A lo largo del relato, se construye una dicotomía clara: por un lado, un gobierno que, pese a sus limitaciones, intenta implementar reformas sociales y cumplir con sus compromisos; por otro, una élite económica y política que, según el autor, obstaculiza estas reformas y busca desestabilizar el país. En este contexto, se menciona la dificultad del gobierno para avanzar en su agenda debido a la falta de financiación y a la oposición constante en el Congreso y otras instituciones.
El discurso también aborda el tema de las pensiones, señalando que Carrasquilla habría tenido un papel en reformas anteriores que afectaron negativamente a los pensionados. Esto refuerza la imagen de un actor político que, desde la perspectiva del autor, ha contribuido a debilitar las condiciones sociales de amplios sectores de la población.
Otro elemento importante es la crítica a los medios de comunicación y al periodismo. Se sugiere que algunos periodistas estarían alineados con intereses políticos específicos, difundiendo información que genera miedo o desinformación. En particular, se menciona a María Jimena Duzán, a quien el autor acusa de haber engañado a la opinión pública, aunque esta afirmación forma parte de una opinión subjetiva dentro del discurso.
El tono del mensaje se intensifica al abordar lo que el autor percibe como una estrategia de la oposición basada en “armas sucias”. Se habla de campañas de desprestigio, manipulación mediática e incluso insinuaciones de violencia verbal contra adversarios políticos.
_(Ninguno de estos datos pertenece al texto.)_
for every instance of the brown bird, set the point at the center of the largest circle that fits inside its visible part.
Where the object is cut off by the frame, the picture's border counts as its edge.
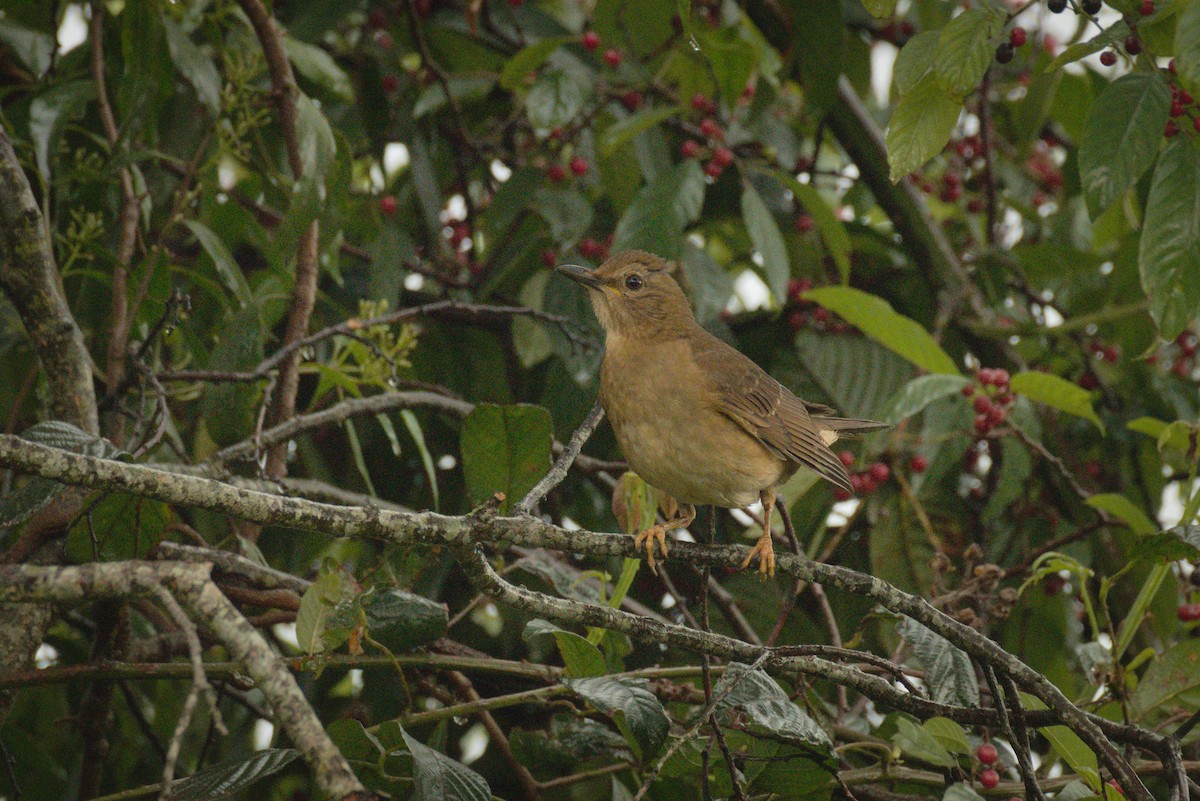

En este punto, el discurso adquiere un carácter más emocional, apelando al “coraje” del pueblo colombiano frente a lo que considera abusos de poder.
También se hace referencia al llamado “estallido social” ocurrido durante el gobierno de Iván Duque, sugiriendo que las políticas económicas impulsadas por Carrasquilla fueron un factor determinante en ese contexto de protesta masiva. Este evento se presenta como una evidencia del impacto negativo de ciertas decisiones económicas sobre la estabilidad social del país.
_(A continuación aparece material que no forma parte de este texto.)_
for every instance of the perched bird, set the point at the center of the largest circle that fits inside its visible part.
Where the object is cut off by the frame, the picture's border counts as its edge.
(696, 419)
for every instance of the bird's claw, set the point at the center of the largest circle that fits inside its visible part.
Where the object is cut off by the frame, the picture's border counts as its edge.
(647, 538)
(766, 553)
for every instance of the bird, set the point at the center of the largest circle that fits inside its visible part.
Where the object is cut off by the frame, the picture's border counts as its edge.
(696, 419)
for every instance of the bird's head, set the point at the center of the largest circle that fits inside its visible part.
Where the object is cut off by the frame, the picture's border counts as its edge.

A nivel narrativo, el discurso combina elementos religiosos, históricos y políticos. Las referencias a Dios, al pueblo como ente sabio y a la justicia moral refuerzan la dimensión simbólica del mensaje. No se trata solo de una crítica técnica o racional, sino de una interpretación del conflicto político como una lucha entre el bien y el mal, entre el pueblo y las élites.
Sin embargo, es importante hacer una distinción analítica:
- 🔎 Análisis neutral: El discurso refleja una visión crítica de figuras como Carrasquilla y de instituciones económicas, así como un respaldo al gobierno actual. También recoge hechos verificables, como el pago de la deuda con el FMI, aunque interpretados desde una perspectiva política específica.
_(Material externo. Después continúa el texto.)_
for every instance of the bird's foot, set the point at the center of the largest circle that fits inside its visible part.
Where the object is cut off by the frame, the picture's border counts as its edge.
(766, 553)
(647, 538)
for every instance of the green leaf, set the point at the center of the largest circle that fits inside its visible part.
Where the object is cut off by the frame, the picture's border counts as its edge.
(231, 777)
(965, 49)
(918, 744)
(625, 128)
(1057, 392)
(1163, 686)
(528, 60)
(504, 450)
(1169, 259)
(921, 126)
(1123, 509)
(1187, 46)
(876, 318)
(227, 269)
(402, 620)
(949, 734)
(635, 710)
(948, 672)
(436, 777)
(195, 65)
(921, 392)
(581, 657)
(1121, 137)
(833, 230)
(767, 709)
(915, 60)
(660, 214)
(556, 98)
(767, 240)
- ⚖️ Opinión sesgada (del autor del discurso): Las acusaciones de “asociación para delinquir”, la intención deliberada de generar “pánico financiero” o la caracterización de actores políticos como enemigos del pueblo forman parte de una narrativa subjetiva que no necesariamente está respaldada por pruebas dentro del mismo discurso.
En su cierre, el mensaje vuelve a un tono reflexivo y casi resignado. Se reconoce la complejidad de la situación del país, pero también se expresa confianza en la sabiduría del pueblo colombiano. La frase final sugiere una aceptación de que el futuro dependerá de la voluntad colectiva, dejando abierta la pregunta sobre el rumbo que tomará Colombia.
🎯 Conclusión para YouTube
Este discurso es un ejemplo claro de comunicación política emocional y confrontativa, donde se mezclan hechos, interpretaciones y opiniones fuertes. Su objetivo principal no es solo informar, sino movilizar, generar indignación y reforzar una identidad política en la audiencia.
Funciona como una pieza de opinión que refleja el clima de polarización en Colombia, en el que las decisiones económicas, los actores políticos y los medios de comunicación son constantemente cuestionados desde distintas orillas ideológicas.